Advertisement
YOU ARE HERE: LAT HomeCollectionsOpinion

Bone-Tired? You Need a Job in Europe

The work ethic in the EU wanes as time on the job expands in U.S.

Commentary

August 11, 2004|Niall Ferguson, Niall Ferguson is a professor of history at Harvard University. His latest book, "Colossus: The Price of American Empire," was published this year by Penguin.

Perhaps the most striking of all the differences between American and European working patterns relates to working hours. In 1999, according to the Organization for Economic Cooperation and Development, the average American in employment worked just under 2,000 hours a year (1,976). The average German worked just 1,535 -- fully 22% less. According to a recent U.S. study, the average Frenchman works a staggering 32% less.


Advertisement

Twenty-five years ago, this gap between U.S. and European working hours didn't exist. Between 1979 and 1999, the average American working year lengthened by 50 hours, or nearly 4%. But the average German working year shrank 12%. The same was true elsewhere in Europe.

How are we to explain this divergence? The obvious answer is European legislation like the French 35-hour week or the recent British reduction of the hours worked by junior doctors.
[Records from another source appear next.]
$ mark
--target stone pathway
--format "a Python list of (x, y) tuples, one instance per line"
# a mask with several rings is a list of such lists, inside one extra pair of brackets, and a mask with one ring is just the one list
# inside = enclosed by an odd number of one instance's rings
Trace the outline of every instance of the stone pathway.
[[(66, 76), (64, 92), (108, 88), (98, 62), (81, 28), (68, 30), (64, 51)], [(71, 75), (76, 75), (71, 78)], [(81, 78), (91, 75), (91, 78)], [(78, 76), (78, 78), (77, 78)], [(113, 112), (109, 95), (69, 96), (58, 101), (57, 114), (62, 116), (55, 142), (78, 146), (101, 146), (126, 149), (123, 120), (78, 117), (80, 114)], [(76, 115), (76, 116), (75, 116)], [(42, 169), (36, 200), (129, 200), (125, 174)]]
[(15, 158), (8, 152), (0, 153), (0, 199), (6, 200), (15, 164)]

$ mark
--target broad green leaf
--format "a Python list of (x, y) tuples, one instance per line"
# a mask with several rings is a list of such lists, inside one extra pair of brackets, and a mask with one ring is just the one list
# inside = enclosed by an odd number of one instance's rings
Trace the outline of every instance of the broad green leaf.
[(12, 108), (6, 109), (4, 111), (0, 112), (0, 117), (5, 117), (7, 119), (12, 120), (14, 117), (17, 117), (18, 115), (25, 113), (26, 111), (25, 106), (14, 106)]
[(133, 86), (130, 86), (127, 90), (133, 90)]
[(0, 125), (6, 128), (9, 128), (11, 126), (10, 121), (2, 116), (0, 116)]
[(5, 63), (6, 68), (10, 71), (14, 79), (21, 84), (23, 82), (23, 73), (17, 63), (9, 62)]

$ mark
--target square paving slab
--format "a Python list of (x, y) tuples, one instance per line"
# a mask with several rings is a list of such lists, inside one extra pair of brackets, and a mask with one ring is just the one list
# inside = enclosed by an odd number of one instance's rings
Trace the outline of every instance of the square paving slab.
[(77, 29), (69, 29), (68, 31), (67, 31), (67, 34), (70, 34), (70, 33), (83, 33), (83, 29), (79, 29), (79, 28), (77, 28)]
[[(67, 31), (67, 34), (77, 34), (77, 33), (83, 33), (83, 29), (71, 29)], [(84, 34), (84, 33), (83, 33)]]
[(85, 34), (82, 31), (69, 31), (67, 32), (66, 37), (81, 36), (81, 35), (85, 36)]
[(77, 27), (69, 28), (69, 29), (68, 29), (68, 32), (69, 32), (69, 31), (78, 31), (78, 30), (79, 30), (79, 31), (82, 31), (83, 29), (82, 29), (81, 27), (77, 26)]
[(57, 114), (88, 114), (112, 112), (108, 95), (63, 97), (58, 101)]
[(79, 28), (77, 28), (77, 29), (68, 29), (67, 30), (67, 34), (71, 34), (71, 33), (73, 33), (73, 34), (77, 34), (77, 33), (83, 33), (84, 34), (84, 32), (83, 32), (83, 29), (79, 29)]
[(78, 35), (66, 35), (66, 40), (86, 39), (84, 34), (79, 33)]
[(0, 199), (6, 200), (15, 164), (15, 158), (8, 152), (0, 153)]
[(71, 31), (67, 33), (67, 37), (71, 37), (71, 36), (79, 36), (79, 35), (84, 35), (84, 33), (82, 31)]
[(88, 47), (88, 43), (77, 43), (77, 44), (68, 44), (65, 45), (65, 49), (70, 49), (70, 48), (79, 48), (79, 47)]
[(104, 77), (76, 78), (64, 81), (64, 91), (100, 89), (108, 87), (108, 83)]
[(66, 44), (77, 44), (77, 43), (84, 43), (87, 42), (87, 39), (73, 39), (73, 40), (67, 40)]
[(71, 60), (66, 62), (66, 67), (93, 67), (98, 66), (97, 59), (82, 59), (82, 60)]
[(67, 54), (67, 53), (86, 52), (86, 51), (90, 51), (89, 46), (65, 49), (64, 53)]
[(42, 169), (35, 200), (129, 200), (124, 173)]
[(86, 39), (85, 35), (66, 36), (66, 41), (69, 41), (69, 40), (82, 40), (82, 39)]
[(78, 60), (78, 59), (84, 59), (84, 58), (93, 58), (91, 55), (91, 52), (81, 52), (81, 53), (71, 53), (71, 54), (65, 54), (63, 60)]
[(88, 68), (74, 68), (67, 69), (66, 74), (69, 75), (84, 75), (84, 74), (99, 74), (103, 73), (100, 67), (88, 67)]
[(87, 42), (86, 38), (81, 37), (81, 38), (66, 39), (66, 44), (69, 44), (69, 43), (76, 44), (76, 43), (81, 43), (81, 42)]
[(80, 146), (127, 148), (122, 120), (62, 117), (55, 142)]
Another theory points to differences in marginal rates of taxation.

But I see another possible explanation -- one that owes a debt to the German sociologist Max Weber's famous essay on "The Protestant Work Ethic and the Spirit of Capitalism," written a century ago.

Weber believed he had identified a link between the rise of Protestantism (and especially Calvinism) and the development of "the spirit of capitalism." I would like to propose a modern version of Weber's theory, namely "The Atheist Sloth Ethic and the Spirit of Collectivism."

You see, the most remarkable thing about the transatlantic divergence in working patterns is that it has coincided almost exactly with a comparable divergence in religiosity, both in terms of observance and belief.

According to the Gallup Millennium Survey of religious attitudes (conducted in 1999), 48% of people in Western Europe nowadays almost never go to church; the figure for Eastern Europe is just a little lower at 44%. In the Netherlands, Britain, Germany, Sweden and Denmark, less than one in 10 of the population now attends church at least once a month. Only in Catholic Italy and Ireland does more than a third of the population worship once a month or more often.

By contrast, more than twice as many North Americans as Europeans attend religious services once a week or more.

I do not say this is the sole explanation for the fact that London today is lethargic while New York toils away as usual. But there is surely something more than coincidental about the simultaneous rise of unbelief in Europe and the decline of Weber's work ethic.

If I weren't on holiday, I'd write a book about it.